De psicópatas, misóginos, papeles y secretos

Una sonrisa se esbozó en la cara de Clea en cuanto pasó con el coche por la calle de la cafetería Gaudim. Nunca había visitado ese local, y desde la llamada del filósofo se preguntaba por qué demonios había escogido aquel lugar. Seguramente entrañaría algún enigma, algún secreto o ironía oculta que ambos entendieran.

Pero no. Resultaba que la cafetería Gaudim estaba en la misma calle que la facultad de filosofía de la Universidad Autónoma. El pragmatismo de Wilhelm Strauss le resultó enternecedor.

Aparcó el coche lo más cerca posible y caminó por aquella calle despejada y poco transitada hasta la entrada del lugar. Una cafetería muy casera, con una gran ventana que daba a la calle y varias de sus mesas adosadas a ella, poblada de asientos de cuero en vez de sillas. De colores ocres, suelo de azulejos e iluminación discreta.

Se dio la vuelta y miró a su alrededor antes de entrar. Justo delante había una iglesia. Eso, desde luego, sí era irónico.

¿Índice de éxito? —preguntó Clea.

Todavía lo estoy calculando. Por tus antecedentes y tu preparación, no dudaría que un 75%. Pero la mente del sujeto ha sufrido... Cambios. Eso hace difícil predecir.

¿Y vas a decirme cuáles son esos cambios?

Eso es información clasificada. Paga, y lo tendrás.

Clea se echó a reír. Aunque tuviera lo que el Archivo le pedía, dudaba de que decidiera acceder a tal información. No podía negarlo: se divertía. Le encantaba su trabajo.

Entró en el local y escogió una mesa tocando a la ventana, al fondo. La camarera acudió rauda a por su nueva cliente. Pero Clea rechazó pedir nada: estaba esperando a alguien. La chica, de coleta rubia y cuerpo ligero, se dirigió a la barra, ansiosa. El local estaba vacío.

Las cinco y treinta y cinco. Llegaba tarde. Clea odiaba la impuntualidad. Aunque ya se había acostumbrado a ella por culpa del descerebrado de su marido. Depositó la carpeta negra que llevaba sobre la mesa.
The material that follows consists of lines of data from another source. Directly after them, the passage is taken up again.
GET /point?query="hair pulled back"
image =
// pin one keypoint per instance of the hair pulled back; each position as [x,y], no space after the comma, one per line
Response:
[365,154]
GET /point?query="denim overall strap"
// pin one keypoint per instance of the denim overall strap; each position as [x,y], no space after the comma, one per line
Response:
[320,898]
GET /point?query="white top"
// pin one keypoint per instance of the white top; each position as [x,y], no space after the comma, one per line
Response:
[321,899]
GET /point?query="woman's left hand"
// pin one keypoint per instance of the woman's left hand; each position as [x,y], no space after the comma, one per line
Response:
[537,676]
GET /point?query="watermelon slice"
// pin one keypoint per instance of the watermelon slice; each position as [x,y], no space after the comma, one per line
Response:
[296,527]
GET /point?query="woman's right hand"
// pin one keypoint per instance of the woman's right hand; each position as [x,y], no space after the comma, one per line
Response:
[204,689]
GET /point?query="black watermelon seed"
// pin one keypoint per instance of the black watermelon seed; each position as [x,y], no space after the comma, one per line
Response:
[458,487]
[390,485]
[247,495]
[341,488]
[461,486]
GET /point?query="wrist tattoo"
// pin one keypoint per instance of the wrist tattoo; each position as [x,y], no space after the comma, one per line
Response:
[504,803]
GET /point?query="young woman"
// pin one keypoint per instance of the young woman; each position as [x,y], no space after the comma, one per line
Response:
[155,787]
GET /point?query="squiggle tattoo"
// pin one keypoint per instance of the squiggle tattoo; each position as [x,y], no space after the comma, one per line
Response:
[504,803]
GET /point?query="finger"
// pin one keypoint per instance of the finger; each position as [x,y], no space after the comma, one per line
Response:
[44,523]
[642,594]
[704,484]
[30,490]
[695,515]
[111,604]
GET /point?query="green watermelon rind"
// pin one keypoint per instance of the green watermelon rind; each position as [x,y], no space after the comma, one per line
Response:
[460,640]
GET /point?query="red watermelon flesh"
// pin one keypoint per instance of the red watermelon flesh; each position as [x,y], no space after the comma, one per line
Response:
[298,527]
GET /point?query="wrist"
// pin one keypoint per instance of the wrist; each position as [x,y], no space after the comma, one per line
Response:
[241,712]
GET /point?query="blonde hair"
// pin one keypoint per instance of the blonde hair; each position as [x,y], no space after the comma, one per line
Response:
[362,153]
Pensó en Anna. Habían pasado toda la mañana juntas. Paseando de aquí para allá, sin rumbo fijo. A la joven no le gustaba encerrarse en lugares a tomar algo ni interactuar con nadie más que no fuera Clea. A la mayor le costó horrores convencerla de ir a un restaurante a comer. Era como si la chica de cabellera plateada no tuviera hambre.

Se lo pasaron en grande. Charlaron de las vidas de ambas, de la ciudad, del trabajo de Clea, de Eve. Y de Kyle. Anna parecía más receptiva a acercarse a él. La morena quería que Anna se sintiera arropada por ella y su entorno. Así no se alejaría y no estaría tan expuesta al peligro. Clea no podría acompañarla siempre debido a su trabajo, y sabía que si se juntaba con Kyle también lo haría con Gutts. El inspector era garantía de seguridad.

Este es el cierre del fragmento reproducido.